As much as I try to cook with the freshest possible ingredients, there are days when a trip to the store is long overdue and the refrigerator is sparse. Those are the days that call for pantry pasta dinners and this linguini with clam sauce is my son’s favorite. I am his hero whenever I make this. (As you can see from the photo, I actually used spaghetti since I didn’t have any linguine on hand, but calling it “spaghetti with clam sauce” didn’t quite have the same ring as “linguine with clam sauce.” ) Sometimes I wonder why I bother making more complicated meals when my kids are totally content with simplicity.

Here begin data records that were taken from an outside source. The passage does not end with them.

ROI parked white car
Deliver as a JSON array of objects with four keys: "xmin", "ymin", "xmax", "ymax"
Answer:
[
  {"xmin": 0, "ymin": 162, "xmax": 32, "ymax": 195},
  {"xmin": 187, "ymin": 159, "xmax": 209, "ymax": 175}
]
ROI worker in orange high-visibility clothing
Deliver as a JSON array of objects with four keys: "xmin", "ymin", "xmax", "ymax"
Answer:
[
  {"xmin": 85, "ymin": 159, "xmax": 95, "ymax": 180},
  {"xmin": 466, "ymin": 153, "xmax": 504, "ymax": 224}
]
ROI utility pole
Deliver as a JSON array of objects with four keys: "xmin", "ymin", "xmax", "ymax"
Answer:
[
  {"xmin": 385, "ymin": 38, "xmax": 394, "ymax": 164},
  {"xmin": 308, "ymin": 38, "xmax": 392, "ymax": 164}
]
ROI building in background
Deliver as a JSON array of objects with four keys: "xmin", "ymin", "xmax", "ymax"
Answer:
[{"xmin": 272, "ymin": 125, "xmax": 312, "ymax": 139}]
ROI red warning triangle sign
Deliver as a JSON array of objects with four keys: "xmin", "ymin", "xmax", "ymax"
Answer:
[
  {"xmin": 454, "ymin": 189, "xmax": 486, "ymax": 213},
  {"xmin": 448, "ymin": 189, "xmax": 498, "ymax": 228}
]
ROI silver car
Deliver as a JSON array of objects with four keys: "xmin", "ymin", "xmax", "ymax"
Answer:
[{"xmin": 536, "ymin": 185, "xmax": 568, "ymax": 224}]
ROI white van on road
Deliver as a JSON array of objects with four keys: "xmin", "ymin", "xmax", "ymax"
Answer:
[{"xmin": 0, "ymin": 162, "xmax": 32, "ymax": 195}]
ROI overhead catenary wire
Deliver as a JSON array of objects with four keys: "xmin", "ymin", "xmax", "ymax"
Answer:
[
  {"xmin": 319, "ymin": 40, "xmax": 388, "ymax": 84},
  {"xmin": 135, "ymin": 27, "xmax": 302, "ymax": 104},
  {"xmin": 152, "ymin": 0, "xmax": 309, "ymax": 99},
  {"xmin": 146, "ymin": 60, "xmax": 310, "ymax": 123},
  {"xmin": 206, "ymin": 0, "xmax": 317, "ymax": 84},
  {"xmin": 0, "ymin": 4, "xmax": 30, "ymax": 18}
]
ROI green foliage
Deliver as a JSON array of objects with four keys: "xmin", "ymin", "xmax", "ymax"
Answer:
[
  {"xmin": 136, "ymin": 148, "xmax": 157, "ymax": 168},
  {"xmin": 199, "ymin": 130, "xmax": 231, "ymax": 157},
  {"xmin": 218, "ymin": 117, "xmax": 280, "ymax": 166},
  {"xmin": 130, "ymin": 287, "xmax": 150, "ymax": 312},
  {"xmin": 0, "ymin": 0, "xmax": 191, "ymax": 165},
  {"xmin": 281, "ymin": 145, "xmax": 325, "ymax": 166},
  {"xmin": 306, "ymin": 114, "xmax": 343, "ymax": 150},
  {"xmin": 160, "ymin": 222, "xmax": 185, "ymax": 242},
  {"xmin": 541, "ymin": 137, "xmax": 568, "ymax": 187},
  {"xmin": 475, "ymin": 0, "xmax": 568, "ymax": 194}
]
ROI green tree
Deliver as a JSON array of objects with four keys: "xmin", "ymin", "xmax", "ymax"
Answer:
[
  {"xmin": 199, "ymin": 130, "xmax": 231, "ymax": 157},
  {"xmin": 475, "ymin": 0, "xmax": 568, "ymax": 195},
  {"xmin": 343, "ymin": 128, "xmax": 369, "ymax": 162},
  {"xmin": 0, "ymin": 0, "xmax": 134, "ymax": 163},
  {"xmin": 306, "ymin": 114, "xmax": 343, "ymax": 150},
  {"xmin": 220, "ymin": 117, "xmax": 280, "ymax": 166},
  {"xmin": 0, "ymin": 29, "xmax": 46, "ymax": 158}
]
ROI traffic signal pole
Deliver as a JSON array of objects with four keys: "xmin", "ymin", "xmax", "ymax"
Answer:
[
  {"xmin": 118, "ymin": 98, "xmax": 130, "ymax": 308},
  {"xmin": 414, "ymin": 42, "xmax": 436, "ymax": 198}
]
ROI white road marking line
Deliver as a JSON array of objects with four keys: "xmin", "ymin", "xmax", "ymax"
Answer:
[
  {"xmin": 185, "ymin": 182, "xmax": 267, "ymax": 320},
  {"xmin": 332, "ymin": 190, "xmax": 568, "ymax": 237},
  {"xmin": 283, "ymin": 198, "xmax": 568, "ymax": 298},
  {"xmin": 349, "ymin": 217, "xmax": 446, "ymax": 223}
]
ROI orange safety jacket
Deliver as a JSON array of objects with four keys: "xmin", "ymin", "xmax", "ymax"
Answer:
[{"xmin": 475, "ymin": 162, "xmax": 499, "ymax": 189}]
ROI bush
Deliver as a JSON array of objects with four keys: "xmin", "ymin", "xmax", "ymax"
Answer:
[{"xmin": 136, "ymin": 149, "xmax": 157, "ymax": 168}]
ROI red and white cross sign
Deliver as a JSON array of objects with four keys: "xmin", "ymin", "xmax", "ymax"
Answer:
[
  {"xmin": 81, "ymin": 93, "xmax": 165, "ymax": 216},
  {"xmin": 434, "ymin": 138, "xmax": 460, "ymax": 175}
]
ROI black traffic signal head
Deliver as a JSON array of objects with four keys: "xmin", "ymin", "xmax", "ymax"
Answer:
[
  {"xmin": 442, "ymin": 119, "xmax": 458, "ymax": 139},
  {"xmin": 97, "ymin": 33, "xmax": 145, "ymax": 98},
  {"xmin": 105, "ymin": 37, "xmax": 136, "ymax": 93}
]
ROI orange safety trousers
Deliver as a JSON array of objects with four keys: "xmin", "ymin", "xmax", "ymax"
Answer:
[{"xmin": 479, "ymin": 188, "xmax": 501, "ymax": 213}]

I always make sure to keep my pantry stocked with several cans of canned clams just for days when I need to throw together a quick dinner. While nothing really beats the flavor of fresh clams, canned clams are still delicious and so much more convenient. The wonderful thing about this pasta is that if you have canned clams, white wine, and fresh parsley, you probably have everything else on hand to pull this together. I would not recommend substituting dried parsley for the fresh as the fresh parsley really adds a brighter flavor and a sprinkle of color. From start to finish, this meal takes 15 minutes tops to prepare. So many things to love about this pasta!
- ¼ cup extra-virgin olive oil
- 3 cloves garlic, minced
- ⅛ teaspoon crushed red pepper
- 3 6.5-ounce cans chopped clams
- ⅓ cup white wine
- 1 teaspoon dried basil
- 1 teaspoon dried oregano
- ¾ teaspoon kosher salt
- ⅛ teaspoon ground black pepper
- 3 tablespoons fresh parsley, chopped
- 12 ounces linguine or spaghetti, cooked according to package directions
- squeeze fresh lemon juice
- extra chopped parsley for garnishing
- In a large pot or saute pan, warm the olive oil over medium heat. Add garlic and red pepper and stir for 1 minute, until fragrant. Add undrained clams and juice, wine, basil, oregano, salt, and pepper. Simmer for 5-8 minutes, stirring occasionally. Add parsley and simmer for an additional minute.
- Add noodles and a squeeze of fresh lemon juice. Toss and cook until heated through. Season to taste with additional salt and pepper. Serve with additional chopped parsley and crushed red pepper, optional.
ANGELA COSTAGLIOLA says
I ADD 3 TABLESPOONS OF BUTTER AT THE END TO FINISH THE SAUCE…YUM.. WILL BE POSTING ANOTHER YUM RECIPE SOON .(A. nice SICILIAN PASTA SAUCE TO CAPTURE HEARTS :)l..ANGELA COSTAGLIOLA
Angela Costagliola says
Recently starting making my himemade pasta again.. if you do, please try with this recipe…it will totally blow away a new love and would be so much fun to make together. 2 1/4 cups semolina flour and 2 1/4 cups oo flour or all purpose flour ..3 eggs at ROOM TEMP. Beat them with 1 tablespoon olive oil 1 tablespoon pink Himalayan salt. Add mix..knead ..let rest.. 5 mins. Knead sommore till SMOOTH like a babies hiney..;) than roll out into long sheets (#7thickness ) let dry till almost too dry too put in pasta cutter…cut linguine or fettucine style… this totally ROCKS WITH THIS DISH..GIVE ME UPS AND HEY S IF U LIKE 🙂 X
Lauren says
This was so amazing! Thank you for the recipe!
Emily says
So glad to hear you enjoyed it. Thanks so much, Lauren!